Detecting Near-Duplicate Face Images
Sudipta Banerjee, Arun Ross
TL;DR
The paper tackles detecting near-duplicate face images by modeling their relationships with Image Phylogeny Trees (IPTs) and assembling these into Image Phylogeny Forests (IPFs). It combines a locally-scaled spectral clustering stage, which uses fused pixel, PRNU, and face-descriptor features to group near-duplicates, with a graph neural network-based node embedding and a PRNU-driven link-prediction stage to recover hierarchical, parent-child relationships. The approach is demonstrated to be robust across unseen transformations, modalities, configurations, and varying IPT sizes, achieving substantial improvements over baselines (up to approximately 42% in IPF reconstruction accuracy) and generalizing to biometric and natural-scene images.

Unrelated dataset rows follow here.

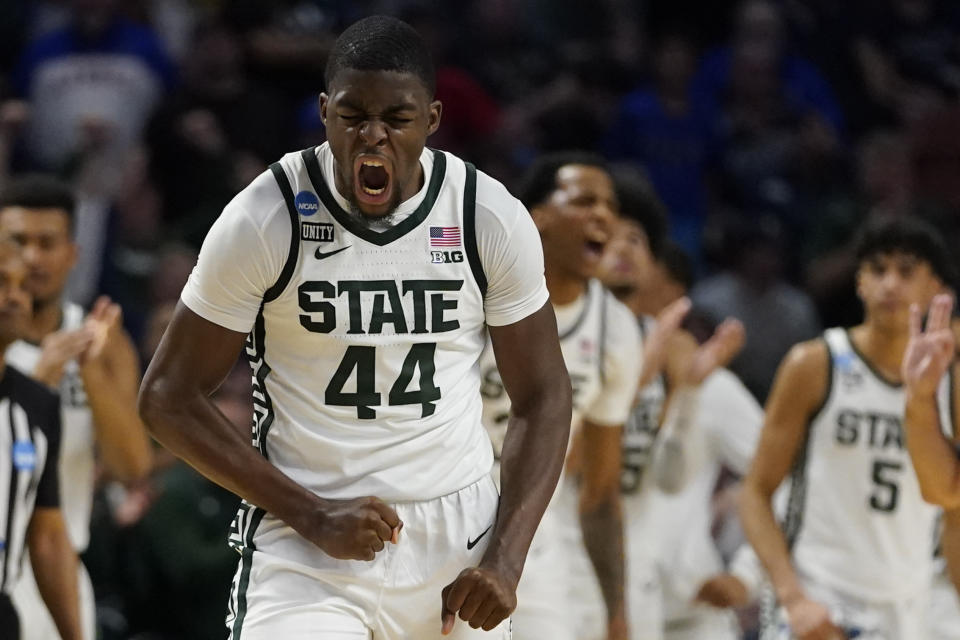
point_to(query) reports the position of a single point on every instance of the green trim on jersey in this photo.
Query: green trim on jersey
(287, 272)
(470, 229)
(581, 318)
(256, 352)
(952, 409)
(796, 501)
(602, 347)
(246, 563)
(876, 372)
(357, 228)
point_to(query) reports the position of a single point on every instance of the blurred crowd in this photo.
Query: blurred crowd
(770, 130)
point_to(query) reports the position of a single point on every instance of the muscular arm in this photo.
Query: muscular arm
(799, 388)
(928, 356)
(600, 511)
(935, 459)
(676, 450)
(192, 360)
(55, 569)
(111, 385)
(535, 377)
(950, 545)
(670, 463)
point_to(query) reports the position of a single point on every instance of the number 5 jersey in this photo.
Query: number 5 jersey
(854, 517)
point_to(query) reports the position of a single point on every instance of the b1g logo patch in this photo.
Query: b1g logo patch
(446, 257)
(24, 455)
(306, 203)
(316, 231)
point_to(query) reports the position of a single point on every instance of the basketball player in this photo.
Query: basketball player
(88, 358)
(855, 554)
(30, 515)
(362, 275)
(572, 201)
(670, 551)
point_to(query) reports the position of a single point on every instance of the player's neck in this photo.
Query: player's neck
(883, 347)
(633, 299)
(564, 289)
(45, 319)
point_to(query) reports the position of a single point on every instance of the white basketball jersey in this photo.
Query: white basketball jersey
(77, 441)
(365, 352)
(640, 430)
(582, 327)
(855, 519)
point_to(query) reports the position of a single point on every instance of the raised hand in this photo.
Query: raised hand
(103, 319)
(929, 351)
(483, 598)
(810, 620)
(722, 591)
(56, 350)
(354, 529)
(656, 342)
(718, 351)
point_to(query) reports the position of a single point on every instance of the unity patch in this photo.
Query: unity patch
(316, 231)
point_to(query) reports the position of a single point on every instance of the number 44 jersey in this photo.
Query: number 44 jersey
(855, 517)
(364, 339)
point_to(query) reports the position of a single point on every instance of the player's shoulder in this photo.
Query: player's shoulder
(495, 203)
(262, 200)
(619, 316)
(809, 359)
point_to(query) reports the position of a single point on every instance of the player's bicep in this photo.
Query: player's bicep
(799, 389)
(194, 355)
(512, 258)
(124, 363)
(529, 359)
(238, 263)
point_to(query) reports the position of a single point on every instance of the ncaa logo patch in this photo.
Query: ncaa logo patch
(307, 203)
(24, 455)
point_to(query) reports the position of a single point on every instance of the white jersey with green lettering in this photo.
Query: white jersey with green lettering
(365, 339)
(855, 520)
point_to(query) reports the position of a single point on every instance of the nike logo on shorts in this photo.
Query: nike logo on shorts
(320, 255)
(472, 543)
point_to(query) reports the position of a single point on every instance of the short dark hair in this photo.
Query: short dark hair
(677, 264)
(639, 203)
(906, 234)
(381, 43)
(540, 179)
(39, 191)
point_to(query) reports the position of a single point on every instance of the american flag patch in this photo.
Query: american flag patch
(444, 236)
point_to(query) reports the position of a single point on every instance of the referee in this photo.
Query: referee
(30, 518)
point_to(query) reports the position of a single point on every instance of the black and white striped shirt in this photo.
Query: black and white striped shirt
(29, 446)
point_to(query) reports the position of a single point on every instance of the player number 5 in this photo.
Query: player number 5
(886, 491)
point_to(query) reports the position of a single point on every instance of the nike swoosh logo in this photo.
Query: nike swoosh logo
(320, 255)
(472, 543)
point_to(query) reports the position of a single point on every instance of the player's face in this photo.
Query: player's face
(377, 124)
(626, 259)
(576, 222)
(15, 300)
(48, 249)
(889, 283)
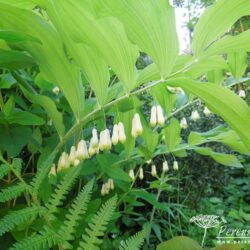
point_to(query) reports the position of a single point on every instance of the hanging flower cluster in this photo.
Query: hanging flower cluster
(242, 93)
(157, 116)
(137, 128)
(107, 187)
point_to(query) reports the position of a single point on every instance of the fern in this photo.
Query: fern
(44, 240)
(79, 208)
(98, 225)
(4, 169)
(12, 192)
(15, 218)
(62, 189)
(134, 242)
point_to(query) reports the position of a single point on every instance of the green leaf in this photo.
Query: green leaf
(13, 139)
(229, 44)
(11, 36)
(237, 63)
(49, 55)
(172, 134)
(150, 25)
(106, 161)
(9, 106)
(10, 59)
(216, 21)
(224, 159)
(225, 103)
(108, 39)
(219, 134)
(179, 243)
(24, 118)
(50, 108)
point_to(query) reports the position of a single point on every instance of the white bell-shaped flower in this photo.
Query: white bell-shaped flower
(183, 123)
(160, 116)
(107, 143)
(95, 141)
(153, 171)
(207, 112)
(141, 175)
(56, 90)
(131, 174)
(52, 170)
(115, 134)
(111, 184)
(165, 167)
(76, 162)
(82, 150)
(242, 93)
(153, 116)
(137, 128)
(175, 165)
(195, 115)
(63, 162)
(72, 155)
(121, 133)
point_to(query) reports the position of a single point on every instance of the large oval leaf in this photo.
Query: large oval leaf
(221, 101)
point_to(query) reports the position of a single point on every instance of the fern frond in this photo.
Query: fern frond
(4, 169)
(15, 218)
(43, 240)
(134, 242)
(98, 225)
(76, 212)
(62, 189)
(12, 192)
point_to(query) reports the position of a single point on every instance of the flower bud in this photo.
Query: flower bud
(72, 155)
(82, 150)
(131, 174)
(63, 162)
(137, 128)
(107, 144)
(153, 171)
(115, 134)
(160, 116)
(153, 116)
(207, 112)
(101, 142)
(242, 93)
(165, 167)
(175, 165)
(56, 90)
(141, 175)
(183, 123)
(111, 184)
(92, 151)
(121, 133)
(103, 190)
(195, 115)
(76, 162)
(94, 138)
(52, 170)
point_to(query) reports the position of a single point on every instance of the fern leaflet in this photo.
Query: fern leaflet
(12, 192)
(4, 169)
(62, 189)
(78, 209)
(134, 242)
(44, 240)
(15, 218)
(98, 225)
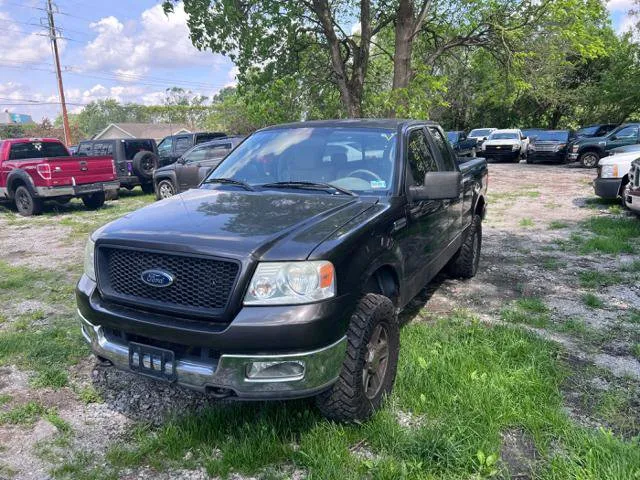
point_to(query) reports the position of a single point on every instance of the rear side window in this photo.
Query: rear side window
(27, 150)
(85, 149)
(441, 144)
(420, 159)
(131, 147)
(102, 149)
(182, 145)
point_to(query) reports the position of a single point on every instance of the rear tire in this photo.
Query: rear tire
(147, 187)
(26, 204)
(465, 263)
(165, 189)
(370, 365)
(589, 159)
(94, 200)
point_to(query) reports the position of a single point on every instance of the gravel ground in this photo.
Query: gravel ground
(523, 201)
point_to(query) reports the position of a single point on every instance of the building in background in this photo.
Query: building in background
(156, 131)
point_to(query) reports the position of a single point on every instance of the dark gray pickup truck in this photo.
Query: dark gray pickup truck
(282, 275)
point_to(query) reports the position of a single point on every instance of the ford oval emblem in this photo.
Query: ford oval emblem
(156, 278)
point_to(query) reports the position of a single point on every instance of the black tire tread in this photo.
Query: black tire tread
(345, 400)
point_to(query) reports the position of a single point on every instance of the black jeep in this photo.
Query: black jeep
(135, 159)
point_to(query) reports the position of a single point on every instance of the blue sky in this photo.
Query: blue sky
(123, 49)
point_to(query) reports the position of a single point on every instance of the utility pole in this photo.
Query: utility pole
(54, 43)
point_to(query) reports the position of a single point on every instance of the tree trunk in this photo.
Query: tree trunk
(404, 44)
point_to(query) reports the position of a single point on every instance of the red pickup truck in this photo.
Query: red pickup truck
(33, 170)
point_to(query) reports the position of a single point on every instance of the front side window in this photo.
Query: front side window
(102, 149)
(627, 132)
(182, 144)
(419, 157)
(447, 157)
(165, 146)
(356, 159)
(29, 150)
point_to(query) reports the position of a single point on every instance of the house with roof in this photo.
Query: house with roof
(157, 131)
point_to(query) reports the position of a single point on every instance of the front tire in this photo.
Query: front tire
(165, 189)
(589, 159)
(370, 365)
(94, 200)
(26, 204)
(465, 263)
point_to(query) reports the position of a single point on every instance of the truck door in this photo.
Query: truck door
(625, 136)
(423, 237)
(448, 163)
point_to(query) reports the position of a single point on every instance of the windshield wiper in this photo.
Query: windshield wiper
(310, 185)
(230, 181)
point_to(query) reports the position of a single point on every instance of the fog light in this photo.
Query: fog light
(275, 370)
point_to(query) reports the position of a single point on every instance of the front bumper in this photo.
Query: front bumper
(229, 371)
(607, 187)
(76, 190)
(632, 199)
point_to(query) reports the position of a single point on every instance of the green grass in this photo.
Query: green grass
(557, 225)
(592, 301)
(526, 223)
(26, 414)
(469, 382)
(610, 235)
(530, 311)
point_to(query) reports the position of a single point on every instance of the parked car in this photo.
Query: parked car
(282, 275)
(508, 144)
(626, 149)
(174, 146)
(597, 130)
(135, 158)
(192, 167)
(33, 170)
(631, 196)
(588, 151)
(613, 175)
(480, 135)
(462, 145)
(549, 146)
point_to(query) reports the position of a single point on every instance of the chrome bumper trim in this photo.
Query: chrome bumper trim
(322, 368)
(71, 191)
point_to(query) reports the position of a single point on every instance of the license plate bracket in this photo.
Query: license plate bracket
(152, 361)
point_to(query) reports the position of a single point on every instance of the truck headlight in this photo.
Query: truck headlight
(609, 171)
(90, 259)
(281, 283)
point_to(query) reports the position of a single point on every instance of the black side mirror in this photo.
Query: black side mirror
(438, 186)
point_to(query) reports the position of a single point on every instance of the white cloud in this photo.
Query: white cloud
(16, 46)
(156, 40)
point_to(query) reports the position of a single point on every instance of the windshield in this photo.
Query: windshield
(357, 159)
(27, 150)
(480, 132)
(131, 147)
(504, 136)
(587, 130)
(552, 136)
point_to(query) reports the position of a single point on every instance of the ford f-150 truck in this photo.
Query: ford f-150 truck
(33, 170)
(281, 276)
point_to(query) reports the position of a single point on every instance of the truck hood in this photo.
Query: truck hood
(502, 142)
(267, 225)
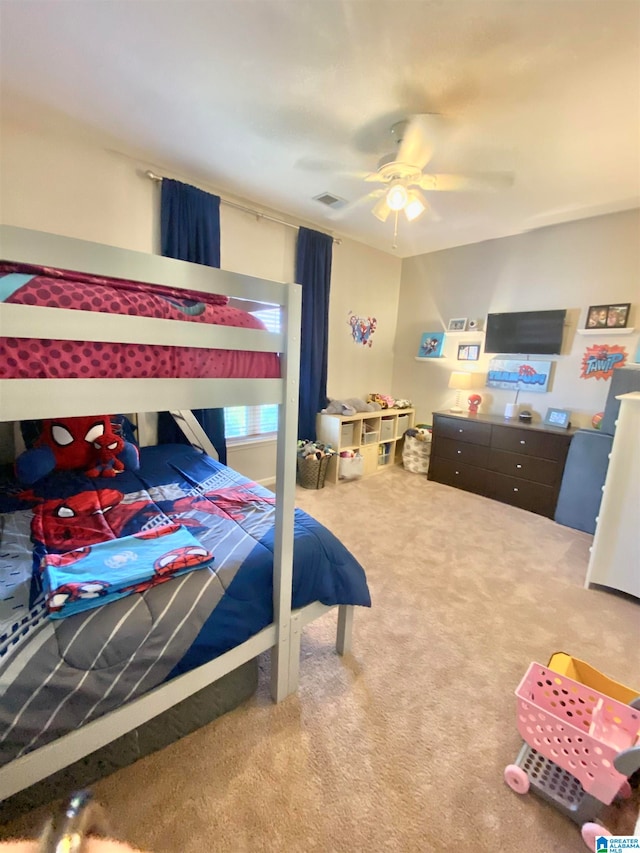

The work offers a domain-agnostic framework for provenance analysis in digital imagery, with potential implications for biometric security and copyright enforcement, and it reports strong performance across demographic groups and diverse datasets.
Abstract
Near-duplicate images are often generated when applying repeated photometric and geometric transformations that produce imperceptible variants of the original image. Consequently, a deluge of near-duplicates can be circulated online posing copyright infringement concerns. The concerns are more severe when biometric data is altered through such nuanced transformations. In this work, we address the challenge of near-duplicate detection in face images by, firstly, identifying the original image from a set of near-duplicates and, secondly, deducing the relationship between the original image and the near-duplicates. We construct a tree-like structure, called an Image Phylogeny Tree (IPT) using a graph-theoretic approach to estimate the relationship, i.e., determine the sequence in which they have been generated. We further extend our method to create an ensemble of IPTs known as Image Phylogeny Forests (IPFs). We rigorously evaluate our method to demonstrate robustness across other modalities, unseen transformations by latest generative models and IPT configurations, thereby significantly advancing the state-of-the-art performance by 42% on IPF reconstruction accuracy.